Ähnliches gelang auch im Abschlusskonzert, in dem – traditionell am Uraufführungsdatum 15. Januar – natürlich Olivier Messiaens „Quartett auf das Ende der Zeit“ zum krönenden Schlusspunkt geriet. Ein Ritual übrigens, an dem man sich keineswegs satthören kann, denn was 1941 unter unsäglichen Bedingungen entstanden und uraufgeführt worden ist, steckt nach wie vor voller Entdeckungen und Eindrücke, ist jedes Mal anders und immer wieder neu zu erleben. Zumal immer wieder bedacht werden muss, dass diese nach Nazi-Verständnis als „entartet“ geltende Musik ihre Entstehung einem Kriegsgefangenenlager der deutschen Wehrmacht „verdankt“.
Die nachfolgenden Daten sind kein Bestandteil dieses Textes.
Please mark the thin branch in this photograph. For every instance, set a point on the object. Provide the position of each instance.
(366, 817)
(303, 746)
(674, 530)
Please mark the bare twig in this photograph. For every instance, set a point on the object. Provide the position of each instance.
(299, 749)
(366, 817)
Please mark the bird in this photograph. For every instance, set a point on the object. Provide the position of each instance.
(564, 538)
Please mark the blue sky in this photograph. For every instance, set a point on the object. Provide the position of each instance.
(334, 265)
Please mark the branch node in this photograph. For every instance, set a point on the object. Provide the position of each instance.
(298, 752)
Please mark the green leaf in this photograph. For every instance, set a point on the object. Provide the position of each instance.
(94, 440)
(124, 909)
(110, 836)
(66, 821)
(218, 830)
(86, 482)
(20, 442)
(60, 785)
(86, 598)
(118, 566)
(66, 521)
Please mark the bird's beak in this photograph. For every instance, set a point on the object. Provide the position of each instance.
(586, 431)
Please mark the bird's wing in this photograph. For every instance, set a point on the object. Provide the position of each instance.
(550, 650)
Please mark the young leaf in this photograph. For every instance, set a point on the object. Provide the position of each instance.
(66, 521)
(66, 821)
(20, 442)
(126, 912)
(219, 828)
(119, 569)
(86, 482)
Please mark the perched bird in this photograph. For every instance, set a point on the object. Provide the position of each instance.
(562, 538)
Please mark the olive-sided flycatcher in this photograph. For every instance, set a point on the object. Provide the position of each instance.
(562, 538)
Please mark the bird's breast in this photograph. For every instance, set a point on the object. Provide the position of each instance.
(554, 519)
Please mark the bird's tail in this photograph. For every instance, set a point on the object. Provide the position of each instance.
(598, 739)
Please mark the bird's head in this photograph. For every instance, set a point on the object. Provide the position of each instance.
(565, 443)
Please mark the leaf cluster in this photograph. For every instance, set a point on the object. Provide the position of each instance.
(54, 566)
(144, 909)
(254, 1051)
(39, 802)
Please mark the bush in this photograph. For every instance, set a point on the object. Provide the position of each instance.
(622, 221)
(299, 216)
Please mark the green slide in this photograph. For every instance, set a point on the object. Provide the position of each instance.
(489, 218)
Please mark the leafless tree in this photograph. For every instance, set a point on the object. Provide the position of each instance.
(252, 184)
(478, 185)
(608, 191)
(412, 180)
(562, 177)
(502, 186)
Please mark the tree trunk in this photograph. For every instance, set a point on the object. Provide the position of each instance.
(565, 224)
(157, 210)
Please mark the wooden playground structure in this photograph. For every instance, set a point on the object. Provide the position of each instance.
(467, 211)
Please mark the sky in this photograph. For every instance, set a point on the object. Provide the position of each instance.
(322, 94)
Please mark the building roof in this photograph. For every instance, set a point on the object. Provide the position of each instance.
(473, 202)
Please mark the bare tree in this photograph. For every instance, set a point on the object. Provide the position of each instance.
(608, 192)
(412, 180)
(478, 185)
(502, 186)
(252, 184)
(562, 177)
Wie modern und avantgardistisch das Quartett nach wie vor ist, haben zu den 6. Internationalen Messiaen-Tagen Mitglieder des Broken Frames Syndicate bewiesen. Dieses Ensemble sieht sich ansonsten nur wahrhaft Neuer Musik verpflichtet, also jüngstem Schaffen von heute. Mit dem „Quartett auf das Erwachen der Zeiten“, geschrieben von der französisch-niederländischen Komponistin Camille van Lunen, setzten Moritz Schnedewendt (Klarinette), Lola Rubio (Violine), Nathan Watts (Violoncello) sowie Vitaliy Kyianytsia (Klavier) eine Art Gegenpol zu Messians „Quartett auf das Ende der Zeit“, verbunden mit dem eindringlichen Appell, grundsätzlich alles Leben zu schützen.